Für den Rest der Packarbeiten, und auch für den Großteil des Marsches, suchte Varyn die Gesellschaft der ehemaligen Reservisten in der Truppe. Sie waren erwachsenen Männer, ruhiger und gelassener als die Burschen in seinem Alter, vielleicht, weil sie den ganzen Drill schon einmal erlebt hatten. Zwischen ihnen fiel Varyn, blond und bartlos, natürlich noch mehr auf als unter der Jugend, aber er fühlte sich auch wohler und mehr wie unter seinesgleichen. Sie erwarteten nichts von ihm, nicht, daß er sie unterhielt oder beeindruckte - nur den Mund mußte er gefälligst halten. Und solange Gaven an der Seite dieses Schwätzers Pogge marschierte, konnten sie alle zufrieden sein und sich aus dem Weg gehen.
Manchmal spähte Varyn noch zu seinem Bruder hinüber, um zu sehen, ob der Junge noch mit den anderen Schritt halten konnte, doch der schlug sich wacker und hatte auf offenbar kein Problem mehr damit, sich zwischen diesen kriegsversessenen Halbstarken zu behaupten. Varyn sorgte sich nicht weiter um ihn, seine Füße folgten wieder wie von selbst den Schritten der anderen und dem Takt der Trommel, so daß er nicht weiter auf den Weg achten mußte und sich in Gedanken wieder auf die Suche nach den Steinen von Sharaz zu machen.
Aber ob er nun tief grübelte oder die Gedanken wie im Halbschlaf treiben ließ, der Name sagte ihm nichts. Nicht mal ganz entfernt. Er hatte das Wort noch nie gehört - ebenso mochte er es sich ausgedacht haben. Mit jedem Schritt wuchsen Varyns Zweifel - woher wollte er wissen, daß er auf den Traum etwas geben durfte? Oder mehr als auf irgend ein anderes seiner allzu zahlreichen Hirngespinste? Er bekam Kopfschmerzen davon, aber er kam nicht weiter. Ohne den Dämmervogel ging es nicht.

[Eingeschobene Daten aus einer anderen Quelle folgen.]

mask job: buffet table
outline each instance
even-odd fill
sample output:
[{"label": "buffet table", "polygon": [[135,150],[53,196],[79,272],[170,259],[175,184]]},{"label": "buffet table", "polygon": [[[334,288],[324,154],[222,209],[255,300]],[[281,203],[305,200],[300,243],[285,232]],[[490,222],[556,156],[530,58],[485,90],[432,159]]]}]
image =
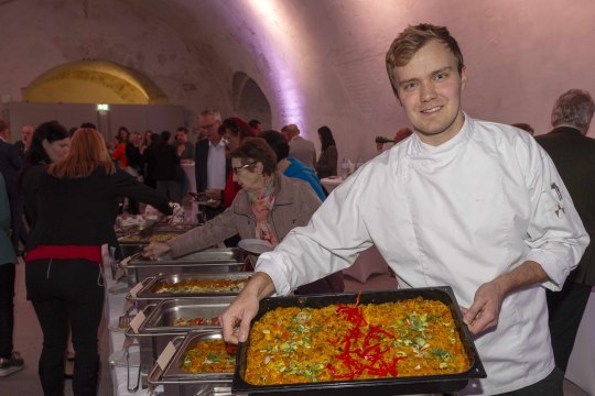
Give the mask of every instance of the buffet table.
[{"label": "buffet table", "polygon": [[[118,323],[118,318],[123,314],[123,308],[126,305],[126,294],[115,295],[109,290],[113,288],[121,288],[126,286],[125,283],[113,280],[109,274],[109,271],[106,272],[106,315],[107,320],[110,327],[112,328]],[[120,331],[109,331],[109,351],[110,354],[120,351],[125,343],[126,336]],[[130,383],[132,387],[137,384],[138,366],[130,367]],[[156,392],[149,392],[148,389],[139,389],[136,393],[128,392],[127,385],[128,370],[126,366],[113,366],[111,365],[111,382],[113,384],[113,395],[115,396],[156,396],[159,395],[159,388]]]}]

Und es machte keinen Sinn, hier mit Gaven durchzubrennen, bevor er wußte, was danach kam…
Als sie am späten Nachmittag einen kleinen Weiler erreichten, der nicht nur genug Platz bot, um die Zelte aufzuschlagen, sondenr auch noch ein Wirtshaus, freute sich Varyn mindestens so sehr wie alle anderen. Zeit für eine Pause, Zeit, die eigenen Füße wieder zu spüren, Zeit, um sich auszuruhen und von den Gedanken abzulenken, um bei einem Bier oder zweien zu entspannen…
Bier. Das Grinsen erstarb in Varyns Gesicht. Kein Bier für Varyn. Nicht heute, und nie wieder. Allein für den Wunsch hätte sich schon der Boden unter seinen Füßen auftun sollen! Es war dieser Moment, der Anblick des fröhlich quietschenden Wirtshausschildes - eine Muttersau, die sieben Ferkel säugte - wo Varyn aufging, was für einen unerträglich harten, unhaltbaren Eid er da geleistet hatte.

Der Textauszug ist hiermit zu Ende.